Nov 14, 2009

Analyzing malicious PDF

Maybe some of you have read about malicious PDF and its danger if we neglect the possibility that it can harm you in some ways.

So today, let say you have caught some suspicious pdf file in wild and you don’t really know what to do.

The first and following questions might arise, “Does it contains malicious content?” and if yes, “What it’ll try to do and how?”.
Now the first thing that we normally do is to look into the PDF content structure and check for any hints. PDF do have a structure to form as a PDF Document. As in this case, we’re going to use the ‘cat’.

Alright, everything seems normal except the unreadable content between ’stream’ and ‘endstream’. We cannot determine whether this unreadable content is a malicious content or just a usual content for PDF document. However, we know that the unreadable content is encoded with FlateDecode as we search through the keyword ‘/Filter’. Most of normal PDF file usually have some of its content encoded with FlateDecode, and other encodings to name like JBIG2Decode and DCTDecode. FlateDecode usually can be decoded by using pdf-parser or inflater.

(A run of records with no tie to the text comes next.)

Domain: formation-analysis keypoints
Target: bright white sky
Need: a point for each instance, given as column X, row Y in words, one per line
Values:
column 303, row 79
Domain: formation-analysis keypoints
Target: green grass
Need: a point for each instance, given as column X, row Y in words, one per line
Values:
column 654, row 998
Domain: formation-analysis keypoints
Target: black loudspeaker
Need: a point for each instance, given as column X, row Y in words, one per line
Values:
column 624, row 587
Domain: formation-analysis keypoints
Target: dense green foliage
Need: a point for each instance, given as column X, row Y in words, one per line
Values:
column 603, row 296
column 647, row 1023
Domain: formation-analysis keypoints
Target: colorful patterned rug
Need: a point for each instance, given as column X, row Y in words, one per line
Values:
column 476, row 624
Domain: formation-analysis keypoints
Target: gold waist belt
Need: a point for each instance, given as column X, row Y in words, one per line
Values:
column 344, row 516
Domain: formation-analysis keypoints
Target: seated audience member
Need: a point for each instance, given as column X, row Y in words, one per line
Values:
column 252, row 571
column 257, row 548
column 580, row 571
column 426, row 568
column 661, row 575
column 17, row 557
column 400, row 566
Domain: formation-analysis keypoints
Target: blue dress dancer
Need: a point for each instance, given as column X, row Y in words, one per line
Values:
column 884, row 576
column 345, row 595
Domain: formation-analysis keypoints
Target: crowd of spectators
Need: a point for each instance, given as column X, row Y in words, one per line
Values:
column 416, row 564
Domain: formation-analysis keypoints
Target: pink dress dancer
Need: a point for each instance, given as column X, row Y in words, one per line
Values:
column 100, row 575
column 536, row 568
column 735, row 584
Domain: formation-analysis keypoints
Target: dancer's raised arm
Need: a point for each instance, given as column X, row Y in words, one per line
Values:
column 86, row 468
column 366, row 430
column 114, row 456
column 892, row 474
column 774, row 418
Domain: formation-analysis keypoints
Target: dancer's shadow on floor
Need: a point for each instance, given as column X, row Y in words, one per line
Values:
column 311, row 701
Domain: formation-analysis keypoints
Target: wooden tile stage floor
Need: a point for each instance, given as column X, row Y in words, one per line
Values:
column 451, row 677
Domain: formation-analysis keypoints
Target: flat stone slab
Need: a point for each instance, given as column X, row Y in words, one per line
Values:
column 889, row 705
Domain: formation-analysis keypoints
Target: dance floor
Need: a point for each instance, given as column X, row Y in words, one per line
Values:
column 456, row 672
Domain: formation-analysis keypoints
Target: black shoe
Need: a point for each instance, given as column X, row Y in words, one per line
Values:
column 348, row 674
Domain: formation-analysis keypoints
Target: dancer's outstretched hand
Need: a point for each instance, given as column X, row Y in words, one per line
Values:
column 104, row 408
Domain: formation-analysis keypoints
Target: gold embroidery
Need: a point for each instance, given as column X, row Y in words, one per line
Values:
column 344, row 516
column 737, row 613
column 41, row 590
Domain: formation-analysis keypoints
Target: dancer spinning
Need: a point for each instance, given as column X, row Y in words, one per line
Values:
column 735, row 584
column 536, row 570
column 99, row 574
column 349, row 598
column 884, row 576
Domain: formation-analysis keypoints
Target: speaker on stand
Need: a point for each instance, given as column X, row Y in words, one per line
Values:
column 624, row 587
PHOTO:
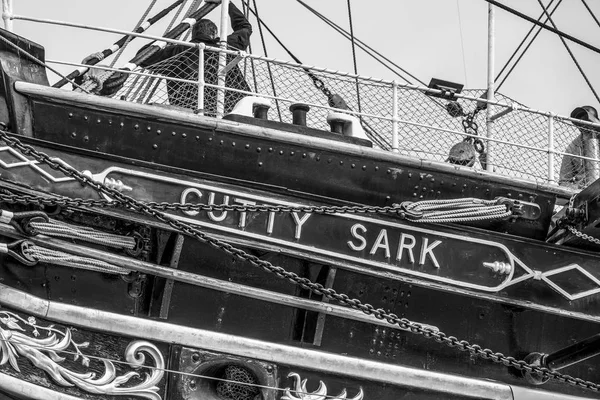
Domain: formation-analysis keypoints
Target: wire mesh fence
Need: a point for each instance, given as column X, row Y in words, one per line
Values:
column 524, row 146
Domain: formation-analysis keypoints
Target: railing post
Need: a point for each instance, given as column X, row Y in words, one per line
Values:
column 201, row 82
column 395, row 144
column 490, row 88
column 7, row 14
column 551, row 178
column 222, row 59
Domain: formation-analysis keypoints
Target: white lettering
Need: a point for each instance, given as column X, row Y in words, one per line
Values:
column 354, row 231
column 299, row 222
column 425, row 250
column 184, row 196
column 211, row 214
column 408, row 246
column 381, row 243
column 242, row 223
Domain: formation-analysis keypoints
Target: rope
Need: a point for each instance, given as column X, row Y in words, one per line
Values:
column 456, row 210
column 362, row 45
column 54, row 257
column 591, row 12
column 544, row 26
column 97, row 57
column 57, row 229
column 280, row 272
column 521, row 44
column 571, row 54
column 129, row 38
column 262, row 39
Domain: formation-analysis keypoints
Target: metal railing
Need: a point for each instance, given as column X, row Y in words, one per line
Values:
column 407, row 119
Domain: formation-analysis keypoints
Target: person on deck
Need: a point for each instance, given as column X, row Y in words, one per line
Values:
column 573, row 172
column 179, row 61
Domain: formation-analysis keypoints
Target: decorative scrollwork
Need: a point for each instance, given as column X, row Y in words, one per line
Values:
column 42, row 351
column 301, row 393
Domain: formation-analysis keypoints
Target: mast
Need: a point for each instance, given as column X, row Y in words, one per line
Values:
column 490, row 86
column 7, row 14
column 222, row 58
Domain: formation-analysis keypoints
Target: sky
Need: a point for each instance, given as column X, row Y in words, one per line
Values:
column 446, row 39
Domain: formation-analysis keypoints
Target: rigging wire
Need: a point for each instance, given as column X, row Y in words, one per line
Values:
column 539, row 29
column 544, row 26
column 360, row 43
column 354, row 55
column 462, row 41
column 571, row 54
column 591, row 12
column 129, row 38
column 246, row 11
column 262, row 39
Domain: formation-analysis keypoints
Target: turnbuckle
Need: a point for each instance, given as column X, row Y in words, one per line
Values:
column 17, row 250
column 519, row 208
column 21, row 221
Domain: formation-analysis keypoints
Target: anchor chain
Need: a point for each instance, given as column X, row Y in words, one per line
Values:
column 305, row 283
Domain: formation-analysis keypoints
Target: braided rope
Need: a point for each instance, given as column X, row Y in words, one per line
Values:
column 55, row 257
column 305, row 283
column 57, row 229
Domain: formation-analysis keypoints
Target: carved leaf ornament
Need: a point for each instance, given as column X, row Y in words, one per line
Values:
column 301, row 393
column 43, row 353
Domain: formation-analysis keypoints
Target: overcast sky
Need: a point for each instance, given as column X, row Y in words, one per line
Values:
column 425, row 37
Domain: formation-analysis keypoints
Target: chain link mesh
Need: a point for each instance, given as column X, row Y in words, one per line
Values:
column 425, row 130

It turns out that the decoded content is a JavaScript code that is obfuscated with Base64 encoding. Until this part, PDF file has drawn some attention as it show some signs that the code might contains shellcode. Now we’ll dump the snippet JavaScript code into new text file for further analysis.

Next, we’ll use spidermonkey to interprete the JavaScript code and generate the output shellcode.

As we gone this far, we can surely identify that this PDF contains malicious content, and we also can identify what it try to do and how. From this shellcode, we can see that it try to exploit the vulnerability of util.printf (CVE-2008-2992) of Adobe Reader 8.1.2 and below. If succeeded, it will execute the payload attached within unescape() function.

Our next (and might be the last) attention is the payload itself. It is a UTF16/UCS2 character which can be converted to hex or into bin executable file. can do the job for that.

From the hexdump output, we’re able to see that there is a URL of potential malware that will be triggered when the exploitation succeeded.